Just to give an example that helps intuition, I drew the following picture for the Euclidean plane:

Take the triangle ABC, the blue and red arrows represent two of the three sides. Consider its flow along the dotted red curves (i.e. along the congruence filling the Euclidean plane). Each curve in the congruence is parametrized by the its euclidean length $s$.

We can see that even if the metric tensor $g$ does not change along the congruence's curves, the shape of the triangle along the flow for the same parameter $s$ actually changes. Hence the curves in the congruence are not integral curves of any KVF.

 

[PAllen]

I definitely agree it is more intuitive to approach kvf's starting from a congruence, which defines a vector field, and then require that any two points connected by a geodesic, when 'flowed' along the congruence by a fixed interval along congruence lines, results in a geodesic of the same length as before. Then showing that this property being true for any pair of points and any flow amount, is equivalent to more abstract definitions applied to the vector field itself. Note, of course, that none of this language involves coordinates (though building coordinates adapted to a killing flow ensures that certain features are present in the expression of the metric in those coordinates). Also note that none of this says anything about diffeomorphisms or coordinate changes.

However, I am quite confused by what any of this has to do with isometries. My understanding has been that for any diffeomorphism, when a pullback is applied to the metric, the result is an isometry. In particular, if you consider the coordinate transform from standard Minkowski coordinates to Milne coordinates, with the associated Milne metric, then for any pair of points connected by a geodesic in standard Minkowski coordinates, the result after transform, is still a geodesic of the same length when using the Milne metric.

 

[cianfa72]

However, I am quite confused by what any of this has to do with isometries.
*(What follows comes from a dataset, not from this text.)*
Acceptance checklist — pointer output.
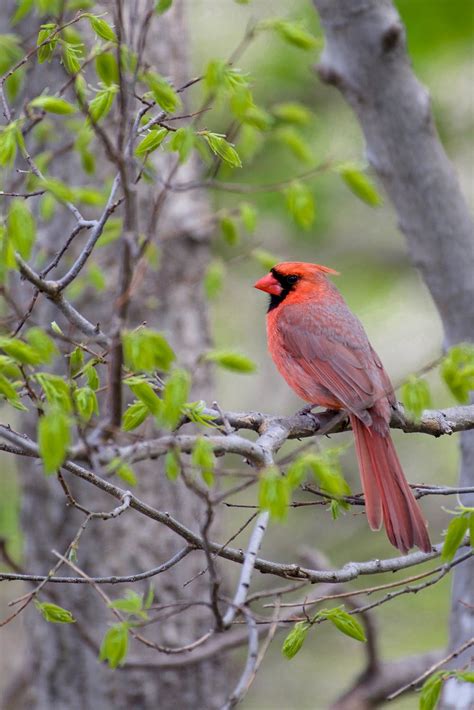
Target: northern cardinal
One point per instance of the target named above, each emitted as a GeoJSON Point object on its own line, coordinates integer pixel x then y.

My understanding has been that for any diffeomorphism, when a pullback is applied to the metric, the result is an isometry.

Yes, the point is that an isometry is a special diffeomorphism such that the pullback of the metric tensor along it results in the same metric tensor defined at the point where the pullback is done (i.e. the Lie derivative of the metric tensor along the flow defined by the isometry is null).

 

[PAllen]

Yes, the point is that an isometry is a special diffeomorphism such that the pullback of the metric tensor along it results in the same metric tensor defined at the point where the pullback is done.

Yes, but any diffeomorphism has an associated pullback, and in GR, this is the only sense in which diffeomorphisms are applied. Also, this doesn't answer in any way, what this has to do with kvfs. That is claim I don't understand.